Certains passages font aussi des amalgames conceptuels avec le populisme. À cet égard, le chapitre 10 étudiant le « mystère Québec » aborde le conservatisme qu’il associe au populisme, plutôt que d’expliquer en quoi cette situation s’apparente à du populisme. De même, les « causalités multifactorielles » mentionnées devraient être empiriquement vérifiées ; alors que l’auteur pointe entre autres l’importance du fait militaire dans le patrimoine de la ville, l’ultramontanisme et le rôle de l’Église, nous pouvons nous questionner sur l’actualité de ces indicateurs, considérant que le phénomène (dit le « mystère Québec ») fut déjà amplement étudié en science politique. Nous pouvons également nous demander en quoi il s’agit là d’une illustration manifeste de populisme, plutôt que de l’éclatement politique en cours dans le paysage politique québécois. Cela représente toutefois des avenues de recherche intéressantes à valider. Le chapitre 7 y va aussi d’une association fortuite entre deux éléments pourtant présentés comme étant mutuellement exclusifs dans la littérature scientifique, soit le populisme mesuré par la présence de mouvements contestataires alimentés par l’opposition aux mesures sanitaires au nom des libertés individuelles. Il importe aussi de relativiser certains passages de l’ouvrage où l’on associe le populisme à l’antisystème, sachant que le premier a paradoxalement besoin des institutions pour constituer ses revendications et aspirer à déconstruire le système.

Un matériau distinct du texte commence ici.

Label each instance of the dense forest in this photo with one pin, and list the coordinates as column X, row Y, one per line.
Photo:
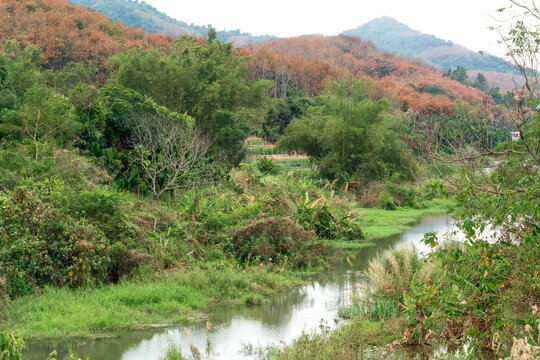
column 145, row 177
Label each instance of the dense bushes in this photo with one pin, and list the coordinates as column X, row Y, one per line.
column 42, row 246
column 277, row 240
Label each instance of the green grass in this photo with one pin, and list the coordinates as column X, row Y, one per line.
column 357, row 339
column 264, row 150
column 379, row 223
column 349, row 244
column 171, row 298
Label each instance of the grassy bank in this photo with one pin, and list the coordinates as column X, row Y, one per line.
column 357, row 339
column 379, row 223
column 174, row 297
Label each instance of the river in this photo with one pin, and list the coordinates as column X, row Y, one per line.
column 282, row 319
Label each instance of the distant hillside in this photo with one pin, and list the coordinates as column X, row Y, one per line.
column 307, row 62
column 68, row 33
column 140, row 14
column 390, row 35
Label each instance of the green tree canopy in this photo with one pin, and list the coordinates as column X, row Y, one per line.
column 348, row 133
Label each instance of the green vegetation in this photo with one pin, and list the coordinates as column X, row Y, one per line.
column 351, row 136
column 380, row 223
column 126, row 198
column 170, row 297
column 357, row 338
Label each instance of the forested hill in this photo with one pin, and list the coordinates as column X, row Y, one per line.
column 390, row 35
column 143, row 15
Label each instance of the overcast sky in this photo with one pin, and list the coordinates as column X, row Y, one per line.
column 465, row 22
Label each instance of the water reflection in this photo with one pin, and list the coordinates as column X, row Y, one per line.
column 282, row 319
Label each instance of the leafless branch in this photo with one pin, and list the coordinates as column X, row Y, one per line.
column 171, row 154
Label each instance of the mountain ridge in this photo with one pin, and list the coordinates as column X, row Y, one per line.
column 143, row 15
column 389, row 34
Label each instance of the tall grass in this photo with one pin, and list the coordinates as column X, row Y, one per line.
column 170, row 298
column 392, row 274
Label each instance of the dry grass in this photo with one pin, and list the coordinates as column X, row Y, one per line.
column 391, row 275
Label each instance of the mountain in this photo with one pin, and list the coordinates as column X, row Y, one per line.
column 390, row 35
column 68, row 33
column 141, row 14
column 307, row 62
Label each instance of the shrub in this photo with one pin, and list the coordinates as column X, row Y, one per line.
column 11, row 346
column 267, row 166
column 277, row 240
column 315, row 215
column 41, row 246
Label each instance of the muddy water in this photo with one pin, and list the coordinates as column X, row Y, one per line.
column 281, row 319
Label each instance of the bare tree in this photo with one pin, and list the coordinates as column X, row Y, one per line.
column 171, row 154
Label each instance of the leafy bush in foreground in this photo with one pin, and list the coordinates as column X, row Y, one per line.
column 41, row 246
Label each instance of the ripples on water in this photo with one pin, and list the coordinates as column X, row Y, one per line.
column 282, row 319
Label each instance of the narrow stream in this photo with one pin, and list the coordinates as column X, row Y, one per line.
column 281, row 319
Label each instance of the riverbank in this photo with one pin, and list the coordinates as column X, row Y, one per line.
column 378, row 223
column 177, row 296
column 147, row 301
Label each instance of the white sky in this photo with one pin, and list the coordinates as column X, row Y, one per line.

Finalement, une grande partie des auteur·rices évoque le caractère pratiquement souhaitable du populisme : cela relève d’un raisonnement ne prenant pas en compte les multiples risques de dérive discutés par de nombreux·euses chercheur·euses. De fait, elles et ils présentent les avantages du populisme de gauche en réponse au populisme de droite. Ne serait-il alors pas plus juste d’aborder cette question en traitant des avantages du progressisme pour contrer le néolibéralisme ambiant, plutôt que de justifier le recours au populisme ? Certaines contributions de l’ouvrage semblent donc tirer davantage vers l’essai que l’analyse. Bien que possiblement pertinent, cela ne doit pas être lu par les politologues comme un ouvrage de nature entièrement scientifique.

Ce faisant, même si Les populismes d’hier à aujourd’hui présente plusieurs réflexions pertinentes sur divers débats découlant du populisme, il ne permet pas au lectorat de comprendre ce que constitue fondamentalement le populisme et comment ce dernier s’articule concrètement. Sa visée est complémentaire au corpus actuel d’études empiriques sur le sujet. L’ouvrage de France Giroux et André Mineau s’avère un outil intéressant pour celles et ceux qui désirent approfondir des réflexions philosophiques, voire militantes, sur le populisme contemporain. L’attention particulière portée à Chantal Mouffe saura sans doute susciter l’intérêt de plusieurs.